19 February 2003
Temperatures keep rising
After the cold, difficult weather during these past few months, it is hard to imagine that winter temperatures in the polar regions of the world could rise as much as 10°C in the next hundred years if no efforts are made to control production of carbon dioxide, methane, and other gases, according to computations taken from powerful computer models.
"With projections to the year 2100, we can show what will happen if we continue with business as usual—if we don't do anything to curb emissions of greenhouse gases," said Warren M. Washington, senior research scientist for the National Center for Atmospheric Research (NCAR) and a speaker at the AAAS Annual Meeting in Denver.
Noting that concentrations of carbon dioxide and methane did not start to increase significantly until the twentieth century, Washington demonstrated worldwide projections for average temperature in 2050 and 2090.
"The greatest warming takes place in the winter hemisphere and is strongly influenced by the retreat of snow and ice in high latitudes," said Washington. "The range of [computer] models for global climate change at the end of the century is 1.5° to 6°C, with most of the models in the range of 2° to 4°. In the polar regions, the changes are of the order of 8° to more than 10° in the wintertime of the years."

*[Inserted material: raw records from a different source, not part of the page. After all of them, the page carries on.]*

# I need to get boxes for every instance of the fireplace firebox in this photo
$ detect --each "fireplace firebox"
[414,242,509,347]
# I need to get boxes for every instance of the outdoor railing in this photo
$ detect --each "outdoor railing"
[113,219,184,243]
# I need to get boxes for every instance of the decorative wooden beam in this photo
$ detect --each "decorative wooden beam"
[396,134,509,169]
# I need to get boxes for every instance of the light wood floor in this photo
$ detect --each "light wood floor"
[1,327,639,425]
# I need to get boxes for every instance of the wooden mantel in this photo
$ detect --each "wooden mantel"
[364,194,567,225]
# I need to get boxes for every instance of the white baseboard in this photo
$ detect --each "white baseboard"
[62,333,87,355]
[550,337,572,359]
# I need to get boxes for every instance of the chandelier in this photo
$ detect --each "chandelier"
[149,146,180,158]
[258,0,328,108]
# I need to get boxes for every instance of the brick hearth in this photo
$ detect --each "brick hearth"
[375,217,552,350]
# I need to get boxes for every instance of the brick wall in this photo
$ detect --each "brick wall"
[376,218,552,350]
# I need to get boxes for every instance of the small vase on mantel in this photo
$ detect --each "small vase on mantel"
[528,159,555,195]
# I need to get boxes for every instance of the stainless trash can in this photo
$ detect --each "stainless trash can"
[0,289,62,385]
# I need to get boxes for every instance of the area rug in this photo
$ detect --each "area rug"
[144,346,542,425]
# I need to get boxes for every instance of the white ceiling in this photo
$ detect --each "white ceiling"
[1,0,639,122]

The computer predictions, produced by the NCAR Parallel Climate Model and by other computer systems, are made by interpreting data gathered on sea ice, land vegetation, ocean, and atmospheric components of the climate system and by creating an interactive system for understanding how they work together to influence the earth's climate.
"The atmospheric, ocean, and sea ice components make use of the fundamental laws of physics," Washington said. "In the atmosphere, for example, equations describe the wind, temperature, density, and pressure relationships. Climate models require supercomputer capability to solve the complex interactive mathematical equations."